English Learning Area Leader Update

Thursday 26 June 2025

Dear Families, Students and Community Members,

 

I hope as we near the end of Term 2 that you have had a productive and enjoyable term. 

 

In English, we have been busy rolling out the new Victorian Curriculum 2.0 and aligning this with existing VCE targets. Continuing from the introduction of the new study design for VCE English in 2024, we are working hard on developing students’ own writing voice through more creative texts where students have greater ownership over what they produce, and the message carried through these texts. This is, of course, alongside the more traditional analytical writing tasks that are familiar to students. 

 

As our access to a greater wealth of information, text types, and perspectives grows in the world, the skills fostered in English only become more indispensable. This semester, there has been a particular emphasis on critically engaging with the information we consume, developing students’ understanding that they are active participants in the communication process, and they can challenge and accept ideas accordingly. 

 

Rolling out Curriculum 2.0

As the landscape for literacy changes in Australian society, so too must the way we approach the teaching of English in schools. The Curriculum 2.0 for English is now out of the familiarisation stage and is being implemented across all classrooms at Mordialloc College. 

 

This has seen a number of changes in text selection in the school, with greater emphasis on digital literacy and multimodal texts. For example, our Year 8 students have recently finished a Text Response unit on the film Invictus, exploring how the audience’s response to the key themes of leadership, sacrifice and teamwork in apartheid South Africa are influenced through a ‘moving image’ text. 

 

In the lead-up to semester reports, it is important to reiterate that although the revised curriculum is organised by strands only (Language, Literature, and Literacy), the achievement standards remain organised by language modes (Reading & Viewing, Speaking & Listening, and Writing). Therefore, you will see no change from previous years in the way English is reported in the upcoming semester reports. 

 

The Benefits and Drawbacks of AI for Students

In 2025, it would be erroneous to assume that students won’t use artificial intelligence - it’s easy, largely enhances efficiency, and is becoming more integral to the functioning of contemporary society. Students ultimately see the growing dependence on technology and artificial intelligence in modern times and understandably lean into adopting these tools themselves when producing their own work. However, for school students, it is imperative that they understand the areas in which artificial intelligence can be of benefit, and the areas where it may actually prove disadvantageous. 
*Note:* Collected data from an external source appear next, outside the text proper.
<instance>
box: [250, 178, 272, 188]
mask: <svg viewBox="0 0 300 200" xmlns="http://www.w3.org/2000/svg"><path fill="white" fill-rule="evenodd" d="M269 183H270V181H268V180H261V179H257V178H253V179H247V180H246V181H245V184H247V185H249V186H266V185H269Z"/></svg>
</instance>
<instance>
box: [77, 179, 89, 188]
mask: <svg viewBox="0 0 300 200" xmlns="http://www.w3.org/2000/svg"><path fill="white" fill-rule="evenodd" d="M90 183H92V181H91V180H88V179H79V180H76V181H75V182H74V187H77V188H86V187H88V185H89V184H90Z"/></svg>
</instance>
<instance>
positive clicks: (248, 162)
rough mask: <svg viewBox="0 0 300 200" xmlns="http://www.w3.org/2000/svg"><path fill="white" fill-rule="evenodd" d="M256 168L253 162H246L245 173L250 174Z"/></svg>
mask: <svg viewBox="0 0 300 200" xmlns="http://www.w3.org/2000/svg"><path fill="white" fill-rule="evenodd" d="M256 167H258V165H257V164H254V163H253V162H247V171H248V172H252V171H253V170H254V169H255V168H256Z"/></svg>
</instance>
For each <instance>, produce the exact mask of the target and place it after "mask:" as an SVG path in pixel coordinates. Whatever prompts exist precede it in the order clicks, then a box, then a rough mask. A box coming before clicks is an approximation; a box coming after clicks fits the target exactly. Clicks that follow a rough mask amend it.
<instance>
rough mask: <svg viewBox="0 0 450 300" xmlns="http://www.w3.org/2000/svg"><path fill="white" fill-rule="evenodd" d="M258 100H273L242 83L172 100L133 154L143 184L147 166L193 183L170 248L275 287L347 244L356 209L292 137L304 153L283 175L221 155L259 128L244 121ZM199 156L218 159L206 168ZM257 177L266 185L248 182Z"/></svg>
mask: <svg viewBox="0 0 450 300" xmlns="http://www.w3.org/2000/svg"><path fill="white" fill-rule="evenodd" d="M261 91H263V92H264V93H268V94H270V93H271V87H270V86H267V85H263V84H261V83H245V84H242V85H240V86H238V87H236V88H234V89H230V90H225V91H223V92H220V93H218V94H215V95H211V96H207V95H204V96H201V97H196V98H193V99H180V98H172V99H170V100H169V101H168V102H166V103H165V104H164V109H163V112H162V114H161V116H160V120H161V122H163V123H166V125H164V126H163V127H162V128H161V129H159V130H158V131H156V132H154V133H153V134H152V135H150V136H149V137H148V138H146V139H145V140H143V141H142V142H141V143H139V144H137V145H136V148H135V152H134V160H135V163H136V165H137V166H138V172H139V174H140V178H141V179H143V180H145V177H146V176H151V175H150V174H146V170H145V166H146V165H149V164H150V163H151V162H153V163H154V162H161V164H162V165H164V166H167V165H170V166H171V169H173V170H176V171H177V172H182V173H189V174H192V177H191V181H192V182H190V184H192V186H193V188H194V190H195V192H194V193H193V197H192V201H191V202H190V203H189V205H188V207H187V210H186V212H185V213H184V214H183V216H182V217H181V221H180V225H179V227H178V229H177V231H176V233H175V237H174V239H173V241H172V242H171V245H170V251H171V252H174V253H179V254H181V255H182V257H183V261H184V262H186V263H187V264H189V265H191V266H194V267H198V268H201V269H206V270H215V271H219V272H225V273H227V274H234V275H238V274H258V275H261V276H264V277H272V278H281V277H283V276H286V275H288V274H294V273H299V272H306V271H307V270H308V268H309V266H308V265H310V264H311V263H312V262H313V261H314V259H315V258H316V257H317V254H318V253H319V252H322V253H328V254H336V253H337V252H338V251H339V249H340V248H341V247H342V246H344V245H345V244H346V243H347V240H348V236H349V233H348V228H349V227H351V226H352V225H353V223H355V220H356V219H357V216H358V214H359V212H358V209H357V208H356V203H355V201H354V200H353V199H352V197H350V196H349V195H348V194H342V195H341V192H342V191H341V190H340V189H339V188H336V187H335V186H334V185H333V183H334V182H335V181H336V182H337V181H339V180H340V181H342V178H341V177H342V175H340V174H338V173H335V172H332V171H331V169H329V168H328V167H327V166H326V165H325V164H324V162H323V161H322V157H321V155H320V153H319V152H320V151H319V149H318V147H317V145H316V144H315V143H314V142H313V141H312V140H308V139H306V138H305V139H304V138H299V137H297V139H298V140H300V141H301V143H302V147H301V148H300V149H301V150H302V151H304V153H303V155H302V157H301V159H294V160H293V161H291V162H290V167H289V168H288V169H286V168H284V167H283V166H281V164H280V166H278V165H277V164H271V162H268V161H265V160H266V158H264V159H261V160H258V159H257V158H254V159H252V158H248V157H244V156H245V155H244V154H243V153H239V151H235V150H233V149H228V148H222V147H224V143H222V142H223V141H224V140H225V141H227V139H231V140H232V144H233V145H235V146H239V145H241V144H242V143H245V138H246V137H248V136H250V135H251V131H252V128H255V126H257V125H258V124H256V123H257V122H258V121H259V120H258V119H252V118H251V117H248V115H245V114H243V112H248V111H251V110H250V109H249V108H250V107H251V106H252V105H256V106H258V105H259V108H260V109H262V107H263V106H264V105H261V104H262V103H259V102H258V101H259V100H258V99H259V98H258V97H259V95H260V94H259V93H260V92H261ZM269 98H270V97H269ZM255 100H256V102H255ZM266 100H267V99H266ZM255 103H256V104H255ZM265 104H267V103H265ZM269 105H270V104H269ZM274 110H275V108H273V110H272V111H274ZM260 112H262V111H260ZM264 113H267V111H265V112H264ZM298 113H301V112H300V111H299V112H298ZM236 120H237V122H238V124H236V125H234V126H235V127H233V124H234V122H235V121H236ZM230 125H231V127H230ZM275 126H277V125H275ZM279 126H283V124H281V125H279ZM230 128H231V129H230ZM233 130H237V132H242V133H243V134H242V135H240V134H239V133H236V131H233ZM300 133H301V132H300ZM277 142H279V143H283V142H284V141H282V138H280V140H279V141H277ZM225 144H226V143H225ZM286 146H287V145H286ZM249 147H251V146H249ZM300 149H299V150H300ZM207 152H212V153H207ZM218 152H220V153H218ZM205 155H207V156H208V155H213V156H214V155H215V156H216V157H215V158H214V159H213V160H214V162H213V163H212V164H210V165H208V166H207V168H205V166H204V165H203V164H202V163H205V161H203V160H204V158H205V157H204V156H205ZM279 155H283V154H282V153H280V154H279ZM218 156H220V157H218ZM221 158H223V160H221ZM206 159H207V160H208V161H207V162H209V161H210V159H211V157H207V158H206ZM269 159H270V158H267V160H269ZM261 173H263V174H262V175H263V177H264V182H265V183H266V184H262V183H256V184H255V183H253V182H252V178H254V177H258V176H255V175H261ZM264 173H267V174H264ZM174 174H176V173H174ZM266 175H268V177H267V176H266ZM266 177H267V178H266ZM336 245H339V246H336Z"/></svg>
AI is a valuable research tool: it can provide instant summaries of texts or passages of information, helping students to draw key points from longer texts as well as creating links between complex ideas. It can help students to generate ideas about texts (such as the novels or poems studied in class), acting as a foundation from which students can build more sophisticated interpretations, and for the creation of their own texts, helping to provide that initial spark to prompt them on their own writing journey.

 

However, there are two main downsides to students using artificial intelligence at school. Firstly, the sources from which sites like ChatGPT draw information are not always reliable. For example, students who rely on AI to source quotations from texts will often find they are supporting their paragraphs with quotes that either don’t exist in the text or are significantly inaccurate. Secondly, the writing style produced by sites like ChatGPT is formulaic, repetitive and often overly simplistic. Aside from inhibiting the development of students’ own writing skills, it falsely builds an expectation that this is what good writing looks like at the highest level - when this is certainly not the case! In class, we have broken down paragraphs written by ChatGPT and highlighted many areas where they fall short. 

 

In short, artificial intelligence is a terrific tool for research and summary yet is still mostly inadequate in building the writing skills needed to communicate effectively. Given that being able to authenticate students’ work as their own is part of students receiving a Satisfactory for classwork from 7-10 and in VCE, I am hoping that having conversations with students both outside of the classroom as well as within it will reassure them that their best written work is always their own!